The situation. India is in the throes of a second major Covid-19 surge that has hit faster and harder than the first wave did. That is often how viral pandemics behave. This catastrophic second wave came after a strict lockdown of the country in early 2020 following the first wave. In January 2021 India’s Prime Minister Modi declared that the lockdown had succeeded and that they had defeated the virus, and he re-opened the country. Until March, India was recording barely 13,000 new COVID-19 cases a day, fewer than Germany or France, and a drop in the bucket for a nation of 1.4 billion people. A few weeks after Modi’s victory declaration, however, daily cases began slowly climbing, then in late March they exploded, becoming a vertical line rather than an upward sloping curve. By mid-April India reported 315,000 new cases in one day, setting a world record. Yesterday (May 5) India set yet another record with 3700 daily deaths, according to the Johns Hopkins University tracker. The case and death rates are still climbing. Today, almost 50% of the world’s new cases come from India, according to the WHO.

India has reported 2,000-4,000 COVID-19 deaths a day for several weeks now. Since the country’s health infrastructure is poor, this likely represents a significant undercount of the mortality. As of April 30, the official total death count was around 200,000. However, the official tallies do not reflect the thousands in poor and rural areas who cannot get medical care and die at home and are not counted. For example, in just one day at one crematorium in Bhopal, workers cremated 110 COVID-19 victims, but the official total death toll for the city was just 10. Experts suspect that the total death toll in India is 1-2 million.
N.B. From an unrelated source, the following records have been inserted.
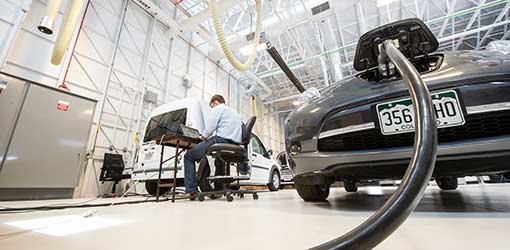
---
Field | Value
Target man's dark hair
[209,95,225,103]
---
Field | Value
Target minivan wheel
[294,181,331,201]
[267,170,280,192]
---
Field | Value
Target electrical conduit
[208,0,263,72]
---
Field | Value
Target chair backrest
[241,116,257,146]
[99,153,125,181]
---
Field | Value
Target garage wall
[0,0,283,197]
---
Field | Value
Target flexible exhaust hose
[314,40,437,250]
[209,0,263,72]
[37,0,62,35]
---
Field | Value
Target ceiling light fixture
[377,0,398,7]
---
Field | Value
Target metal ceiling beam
[180,0,243,30]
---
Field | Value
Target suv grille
[318,111,510,152]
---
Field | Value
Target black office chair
[99,153,131,196]
[197,116,258,202]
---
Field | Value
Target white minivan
[131,98,281,195]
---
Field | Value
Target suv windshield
[143,109,187,142]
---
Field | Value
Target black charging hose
[313,40,437,250]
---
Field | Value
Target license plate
[144,151,154,161]
[376,90,466,135]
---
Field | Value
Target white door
[249,135,271,184]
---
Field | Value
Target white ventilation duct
[37,0,62,35]
[37,0,85,65]
[51,0,85,65]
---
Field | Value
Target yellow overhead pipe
[37,0,62,35]
[208,0,263,72]
[51,0,85,65]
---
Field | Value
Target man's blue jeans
[184,136,232,193]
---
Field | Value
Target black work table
[155,134,202,202]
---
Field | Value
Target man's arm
[202,107,221,139]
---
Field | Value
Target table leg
[156,145,165,202]
[172,140,179,202]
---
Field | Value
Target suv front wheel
[295,181,330,201]
[436,177,459,190]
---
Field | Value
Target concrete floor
[0,184,510,250]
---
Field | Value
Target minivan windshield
[143,109,187,142]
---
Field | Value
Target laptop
[181,125,200,139]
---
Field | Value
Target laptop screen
[181,125,200,138]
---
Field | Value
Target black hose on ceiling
[313,40,437,250]
[267,46,306,93]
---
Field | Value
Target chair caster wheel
[227,195,234,202]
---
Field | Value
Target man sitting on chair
[184,95,243,200]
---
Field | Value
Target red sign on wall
[57,101,69,112]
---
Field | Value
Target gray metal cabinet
[0,75,28,169]
[0,73,96,199]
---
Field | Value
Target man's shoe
[189,192,198,201]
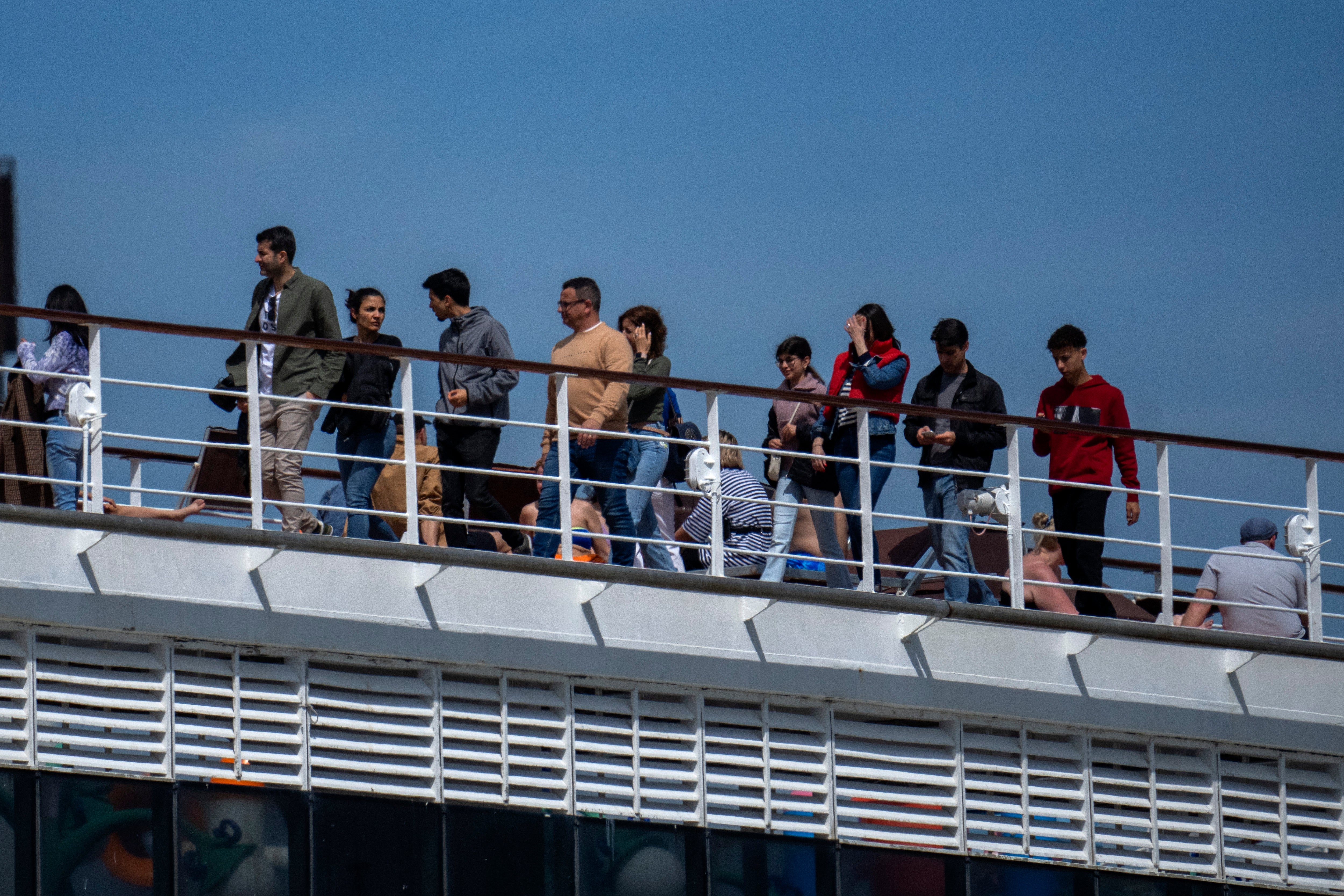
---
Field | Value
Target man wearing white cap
[1181,516,1306,638]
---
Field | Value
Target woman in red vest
[812,304,910,583]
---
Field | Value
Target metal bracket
[247,544,285,572]
[896,614,942,642]
[1064,631,1101,657]
[75,529,112,556]
[411,563,449,588]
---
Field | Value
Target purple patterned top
[19,331,89,411]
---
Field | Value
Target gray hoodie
[434,305,517,426]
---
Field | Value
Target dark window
[840,844,966,896]
[177,784,308,896]
[710,830,836,896]
[578,818,704,896]
[1097,870,1223,896]
[970,858,1095,896]
[313,794,444,896]
[445,806,574,896]
[38,774,173,896]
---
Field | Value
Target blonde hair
[719,430,742,470]
[1031,510,1059,553]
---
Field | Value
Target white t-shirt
[257,284,280,395]
[1198,541,1306,638]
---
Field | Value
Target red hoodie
[1031,375,1141,501]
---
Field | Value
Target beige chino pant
[259,398,321,532]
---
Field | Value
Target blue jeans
[47,415,83,510]
[831,426,896,564]
[625,429,676,572]
[532,439,634,567]
[761,475,853,588]
[922,475,999,606]
[336,421,395,541]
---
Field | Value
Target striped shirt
[836,374,857,430]
[681,466,774,567]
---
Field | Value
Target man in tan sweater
[534,277,634,565]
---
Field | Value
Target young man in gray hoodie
[422,267,530,553]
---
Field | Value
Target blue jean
[831,426,896,560]
[532,439,634,567]
[922,475,999,606]
[625,429,676,572]
[47,415,83,510]
[761,475,853,588]
[336,421,398,541]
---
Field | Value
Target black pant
[434,423,526,551]
[1050,489,1116,617]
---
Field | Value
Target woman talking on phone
[812,304,910,578]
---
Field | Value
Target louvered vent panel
[767,700,831,834]
[507,674,570,809]
[308,662,435,799]
[36,637,169,776]
[831,709,958,849]
[638,688,700,822]
[173,647,234,778]
[1153,740,1218,876]
[704,697,766,827]
[1091,736,1153,868]
[439,672,504,803]
[0,631,28,763]
[238,655,304,787]
[1284,755,1344,889]
[1027,729,1090,862]
[1219,750,1282,883]
[961,725,1025,854]
[573,686,638,815]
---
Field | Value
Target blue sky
[0,3,1344,602]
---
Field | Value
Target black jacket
[323,333,402,435]
[906,361,1008,490]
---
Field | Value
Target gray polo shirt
[1198,541,1306,638]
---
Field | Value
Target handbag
[765,402,802,482]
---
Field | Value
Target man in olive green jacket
[226,227,345,535]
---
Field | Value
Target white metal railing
[0,309,1344,641]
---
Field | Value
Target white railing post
[1157,442,1176,626]
[126,457,142,506]
[851,407,876,591]
[398,357,419,544]
[704,392,723,576]
[1007,423,1027,610]
[243,343,265,529]
[81,324,103,513]
[556,374,574,560]
[1301,458,1325,641]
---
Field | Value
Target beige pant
[259,398,321,532]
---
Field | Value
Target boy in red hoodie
[1031,324,1140,617]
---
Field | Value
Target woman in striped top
[676,430,774,567]
[812,304,910,575]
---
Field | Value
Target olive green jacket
[224,267,345,398]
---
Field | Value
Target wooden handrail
[10,305,1344,463]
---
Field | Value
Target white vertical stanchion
[704,392,723,576]
[851,407,876,591]
[126,458,142,506]
[1007,425,1027,610]
[1157,442,1176,626]
[556,374,574,560]
[81,324,103,513]
[243,343,265,529]
[1301,458,1325,641]
[398,357,417,544]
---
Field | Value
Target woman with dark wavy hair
[617,305,676,572]
[19,284,89,510]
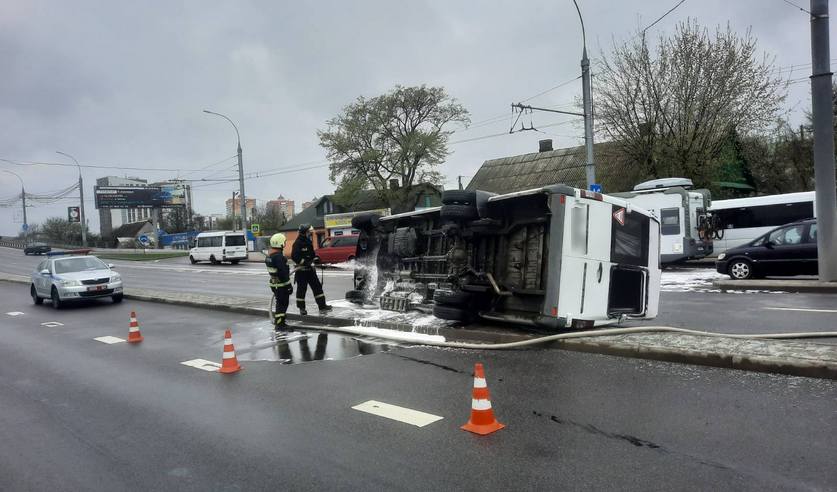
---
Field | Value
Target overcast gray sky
[0,0,824,235]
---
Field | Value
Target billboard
[93,186,164,208]
[323,208,389,229]
[160,184,186,207]
[67,207,81,222]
The second wave of the pandemic also has overwhelmed hospitals across India. Securing a hospital bed, even for the critically ill, is nearly impossible. Hospitals put up signs declaring they have no beds, and families in large cities have to search for days to find beds, often hundreds of miles away. Sick people die on the roads outside hospitals and in traffic jams created by ambulances ferrying critically ill patients in search of a bed. There are images of patients gasping for oxygen while waiting to see a doctor.

Because getting admitted to a hospital is so difficult now, patients who are admitted are much sicker than in India’s first wave. The average temperature readings of second wave patients are 2 to 3 degrees higher than they were during the first wave when temperatures averaged 100-101 degrees Fahrenheit. Blood oxygen levels of recently admitted patients run lower than they did last year meaning the patients are more critical and in greater need of oxygen. The patients are also younger this time around, between the ages of 35 and 45, and often without other pre-existing conditions.

Critical healthcare necessities are in short supply in India, from intensive care beds, medicine, oxygen, and ventilators. Delhi hospitals have tweeted messages appealing for oxygen. At one Delhi hospital, 20 critically ill patients died after the hospital’s oxygen delivery was delayed seven hours. Families are often told that they have to provide their own oxygen for hospitalized family members or take them home. In a video post, the director of a hospital said they had 60 patients in need of oxygen with only two hours of supply left.

Help for India has been offered by several countries, including the US, UK, Germany and even from India’s archrival Pakistan, which offered ventilators, oxygen supply kits, digital X-ray machines, PPE, and related items.

Bottom line. This is a snapshot of what things look like in India now, almost a year and a half after the virus first introduced itself to the world. In January, India believed that its strict lockdown measures had defeated the virus. They did not. How the more deadly second wave of the virus and disease appeared, almost overnight, will be the topic of the next blog post. It should concern all of us, because it could also happen here.